The first eight miles of trail was a mix of flat and gentle ascent, consisting of soft dirt and sand. I was thankful for that. Beautiful surroundings of the North, Middle, and South Sister volcanoes. The trail came to an end at Camp Lake, where we’d spend a night. I wanted to sleep right next to the lake so we could watch the sun set and look up at the stars. Once our tent was up, we left everything but a water bottle and headed for the summit of Middle Sister.
Middle Sister is 10,056 feet high, an active volcano less traversed than its North and South sisters. The summit was two to three miles up a steep, unmarked climb. Once above tree line, we followed old foot prints, or satellite trails. We had passed a couple of people on our way up to Camp Lake, but now we were alone, standing at the base of the volcano.
The top seemed so close and yet so far. Trails had completely disappeared, leaving us with a loose strategy – to aim for the summit, the point way up there, and oh yeah, good luck. Up and to our left were fields of snow and on our right was a rocky ridge that we didn’t want to cross, so our trail was narrowed up the middle. And it was steep. I looked at my phone moments before it died; it was 2 PM, plenty of daylight left. I wished we had brought more water. We took small sips, enough to keep our mouths wet in the high dessert climate. The ground consisted of black rocks, ranging from the size of my fist to the size of my body. They weren’t smooth or nice to walk over.
Given the elevation, I had to catch my breath every few minutes. At one point I climbed on all fours, in a crippled slow motion, panting like a dog. I admit, it was a little pathetic. Finally after another half mile, I had had enough. Every step higher made me feel stupider for forgetting my boots. I kept thinking, if I saw a girl trying to climb this mountain in Chacos, without water, because she made her boyfriend carry the bottle, I’d be like, “Booo Go Home.”
I was torn between my desire to reach the top and my desire to save my feet. My feet, which had grown callouses like an ogre’s in the matter of a day. My knees down were black with soot. The straps of my Chacos pinched my red, swollen skin. I wanted to prove to myself that I was tough, but going any further could be dangerous. High winds, the summit still far away. At any moment a rock could tumble and smash my foot. Or I could twist my ankle. Or were these mere excuses not to push on?

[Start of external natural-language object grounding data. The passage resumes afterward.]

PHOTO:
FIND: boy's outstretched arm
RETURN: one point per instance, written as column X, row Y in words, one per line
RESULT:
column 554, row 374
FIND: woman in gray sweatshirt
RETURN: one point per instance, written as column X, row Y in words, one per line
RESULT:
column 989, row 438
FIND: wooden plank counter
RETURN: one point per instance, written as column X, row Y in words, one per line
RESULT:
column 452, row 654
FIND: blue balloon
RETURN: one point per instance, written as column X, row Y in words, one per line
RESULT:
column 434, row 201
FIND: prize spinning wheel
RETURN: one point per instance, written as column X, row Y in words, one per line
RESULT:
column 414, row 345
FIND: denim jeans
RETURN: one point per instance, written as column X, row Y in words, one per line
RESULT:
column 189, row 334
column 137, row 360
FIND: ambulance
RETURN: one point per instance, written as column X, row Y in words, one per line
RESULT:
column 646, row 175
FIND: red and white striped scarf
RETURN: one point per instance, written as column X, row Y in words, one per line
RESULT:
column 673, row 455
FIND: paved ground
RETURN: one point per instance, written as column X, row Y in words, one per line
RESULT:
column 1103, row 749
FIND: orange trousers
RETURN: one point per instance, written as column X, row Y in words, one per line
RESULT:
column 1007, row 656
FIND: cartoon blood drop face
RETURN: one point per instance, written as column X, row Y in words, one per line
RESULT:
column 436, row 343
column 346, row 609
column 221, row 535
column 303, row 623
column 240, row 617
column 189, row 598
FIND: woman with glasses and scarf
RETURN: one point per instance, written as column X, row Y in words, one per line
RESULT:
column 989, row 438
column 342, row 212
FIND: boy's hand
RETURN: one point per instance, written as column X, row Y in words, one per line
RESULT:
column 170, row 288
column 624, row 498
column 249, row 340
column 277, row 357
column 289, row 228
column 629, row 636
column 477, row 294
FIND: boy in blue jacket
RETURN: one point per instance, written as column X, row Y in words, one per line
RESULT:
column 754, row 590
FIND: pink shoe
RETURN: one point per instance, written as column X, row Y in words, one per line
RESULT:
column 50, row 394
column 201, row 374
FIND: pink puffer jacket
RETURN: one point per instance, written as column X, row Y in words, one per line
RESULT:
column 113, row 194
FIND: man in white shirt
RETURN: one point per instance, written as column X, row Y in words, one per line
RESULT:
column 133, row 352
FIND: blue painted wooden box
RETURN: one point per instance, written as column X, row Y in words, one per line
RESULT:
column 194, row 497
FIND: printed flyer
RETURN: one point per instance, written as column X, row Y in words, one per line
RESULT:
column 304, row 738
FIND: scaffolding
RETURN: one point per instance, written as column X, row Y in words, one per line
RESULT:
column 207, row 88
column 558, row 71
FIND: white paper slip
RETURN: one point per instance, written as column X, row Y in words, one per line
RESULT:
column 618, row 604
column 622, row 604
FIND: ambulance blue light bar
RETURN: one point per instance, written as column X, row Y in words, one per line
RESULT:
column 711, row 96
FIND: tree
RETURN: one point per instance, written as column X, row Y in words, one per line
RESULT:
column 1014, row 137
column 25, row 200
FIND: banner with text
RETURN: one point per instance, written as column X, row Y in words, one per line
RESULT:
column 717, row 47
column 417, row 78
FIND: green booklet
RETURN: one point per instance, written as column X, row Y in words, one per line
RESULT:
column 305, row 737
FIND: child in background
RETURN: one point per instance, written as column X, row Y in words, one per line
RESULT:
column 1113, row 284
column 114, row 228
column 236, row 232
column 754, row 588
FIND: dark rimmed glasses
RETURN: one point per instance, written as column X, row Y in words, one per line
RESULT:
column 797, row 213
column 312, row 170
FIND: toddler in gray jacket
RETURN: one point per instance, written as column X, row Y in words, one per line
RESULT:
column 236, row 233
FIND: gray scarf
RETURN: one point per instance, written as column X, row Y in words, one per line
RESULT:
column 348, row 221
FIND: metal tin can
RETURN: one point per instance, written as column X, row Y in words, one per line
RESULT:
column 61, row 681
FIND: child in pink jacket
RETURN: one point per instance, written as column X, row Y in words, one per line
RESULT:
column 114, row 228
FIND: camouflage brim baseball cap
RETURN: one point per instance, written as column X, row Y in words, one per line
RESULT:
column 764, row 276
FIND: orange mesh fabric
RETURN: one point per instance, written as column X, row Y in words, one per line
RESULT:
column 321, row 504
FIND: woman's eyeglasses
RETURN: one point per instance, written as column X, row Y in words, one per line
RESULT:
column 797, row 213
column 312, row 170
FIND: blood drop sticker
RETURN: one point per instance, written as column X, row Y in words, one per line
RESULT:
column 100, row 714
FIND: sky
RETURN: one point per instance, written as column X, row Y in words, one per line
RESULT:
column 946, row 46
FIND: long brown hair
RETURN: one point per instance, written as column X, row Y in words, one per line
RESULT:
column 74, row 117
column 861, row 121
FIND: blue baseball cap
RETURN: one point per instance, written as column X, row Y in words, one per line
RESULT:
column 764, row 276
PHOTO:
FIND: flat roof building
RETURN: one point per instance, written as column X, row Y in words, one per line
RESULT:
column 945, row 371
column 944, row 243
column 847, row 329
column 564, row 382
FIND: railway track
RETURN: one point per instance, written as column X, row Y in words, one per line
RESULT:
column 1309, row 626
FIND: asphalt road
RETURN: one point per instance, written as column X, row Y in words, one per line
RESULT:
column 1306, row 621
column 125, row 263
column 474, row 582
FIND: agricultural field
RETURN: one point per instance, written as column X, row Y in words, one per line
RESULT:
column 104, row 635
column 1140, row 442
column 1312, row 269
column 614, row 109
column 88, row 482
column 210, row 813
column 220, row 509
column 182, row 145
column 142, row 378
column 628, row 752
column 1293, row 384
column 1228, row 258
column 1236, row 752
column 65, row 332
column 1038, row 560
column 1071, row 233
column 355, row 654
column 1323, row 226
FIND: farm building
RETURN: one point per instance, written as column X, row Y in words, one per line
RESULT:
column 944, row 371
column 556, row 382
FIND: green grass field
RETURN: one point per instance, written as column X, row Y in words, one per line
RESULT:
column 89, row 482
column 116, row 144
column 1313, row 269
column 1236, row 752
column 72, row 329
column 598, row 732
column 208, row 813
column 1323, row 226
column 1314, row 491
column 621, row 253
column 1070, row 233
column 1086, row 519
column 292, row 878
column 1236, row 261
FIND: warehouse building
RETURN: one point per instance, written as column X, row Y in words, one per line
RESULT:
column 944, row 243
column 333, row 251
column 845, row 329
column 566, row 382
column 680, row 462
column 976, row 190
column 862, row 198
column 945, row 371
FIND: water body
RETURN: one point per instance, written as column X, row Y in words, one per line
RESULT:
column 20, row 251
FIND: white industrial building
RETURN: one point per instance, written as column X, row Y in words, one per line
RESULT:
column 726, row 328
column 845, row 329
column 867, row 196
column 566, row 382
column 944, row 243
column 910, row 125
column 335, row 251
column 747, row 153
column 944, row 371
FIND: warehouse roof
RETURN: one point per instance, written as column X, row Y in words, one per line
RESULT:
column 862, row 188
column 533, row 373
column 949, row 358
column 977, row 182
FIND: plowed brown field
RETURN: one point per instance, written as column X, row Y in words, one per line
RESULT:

I’d hiked mountains more difficult than this one, but all those times I was wearing boots. Today I just, I don’t know, wasn’t in the mood to be a dare devil.
While debating in my head, Taylor climbed on. He was out of yelling distance when I decided to turn around and head back to camp. I had nothing to prove. I made it high enough that the view was incredible, the journey a memorable one, and I avoided further pain. The way down was easier to some degree, but incredibly annoying because all the little pebbles got stuck under my feet. I constantly had to stop, take off my shoes, and shake them out. Three steps later they’d be filled with rocks again. At one point I hiked barefoot, because screw it.
My mood restored while sitting by the crystal blue lake eating trail mix. When Taylor returned he said it was good I didn’t keep going, the summit was sort of sketchy. He showed me his boots and they were all torn up, the sole peeling and stitches loose. That made me feel better about my decision to turn around. If I had remembered my boots, I’m positive I would have made it to the top, but sometimes you have to accept the reality of your mistakes. That, and you have to take a difficult climb seriously. Middle Sister is not a climb that anyone could or should just do. Any idiot can hike to Camp Lake, but beyond that, you are on your own. It’s not tourist friendly, and maybe that’s why there is no official trail to the top.
My plan to star gaze by the lake didn’t quite work out either. Temperature dropped at sundown. After dinner (instant mash potatoes and kielbasa) we went straight into the tent and listened to the wind storm. We must have been in a tunnel, because it was crazy. The wind pushed on our tent so hard, bending the poles, crushing the nylon dome to where it was inches from our face. The sound made it impossible to fall asleep. It was so intense, I thought, how am I not flying through the air right now? It seemed impossible for the weight of my body to be stronger than the wind outside. But it was, and Taylor and I played Would You Rather until we retreated into our thoughts and eventually found our dreams. It didn’t feel like sleep, but like I was dipping between the wind storm and my dreams.